In order to restrict the fiscal deficit to a respectable number, “off-budget borrowing” is the easiest resort for the government.

What are ‘Off-Budget Borrowings’?

  • Off-budget borrowings are loans that are taken not by the Centre directly, but by another public institution which borrows on the directions of the central government.
  • Such borrowings are used to fulfil the government’s expenditure needs.
  • But since the liability of the loan is not formally on the Centre, the loan is not included in the national fiscal deficit.
  • This helps keep the country’s fiscal deficit within acceptable limits

How are off-budget borrowings raised?

  • Implementing agencies: The government can ask an implementing agency to raise the required funds from the market through loans or by issuing bonds.
    • For example, food subsidy is one of the major expenditures of the Centre.
      • In the Budget presentation for 2020-21, the government paid only half the amount budgeted for the food subsidy bill to the Food Corporation of India.
      • The shortfall was met through a loan from the National Small Savings Fund.
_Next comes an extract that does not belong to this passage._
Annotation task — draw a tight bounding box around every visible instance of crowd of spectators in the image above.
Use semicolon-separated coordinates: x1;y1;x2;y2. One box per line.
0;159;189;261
This allowed the Centre to halve its food subsidy bill from Rs 1,51,000 crore to Rs 77,892 crore in 2020-21.
    • Other PSUs: Other public sector undertakings have also borrowed for the government.
      • For instance, public sector oil marketing companies were asked to pay for subsidised gas cylinders for Pradhan Mantri Ujjwala Yojana beneficiaries in the past.
    • PSBs: Public sector banks are also used to fund off-budget expenses.
      • For example, loans from PSU banks were used to make up for the shortfall in the release of fertiliser subsidy.

Fiscal Deficit

  • It is essentially the gap between what the central government spends and what it earns.
  • It is the level of borrowings by the Union government.
  • This number is the most important metric to understand the financial health of any government’s finances.

How it is significant?

  • This helps keep the country’s fiscal deficit within acceptable limits.
  • Every year, the Finance Minister announces the quantum of funds that will be raised by the government by borrowing from the market.
  • This amount and the interest due on it is reflected in the government debt.

If these numbers were included, what would the government fiscal deficit look like?

  • The fiscal deficit will go up by Rs 40,000 to Rs 50,000 crore in absolute terms.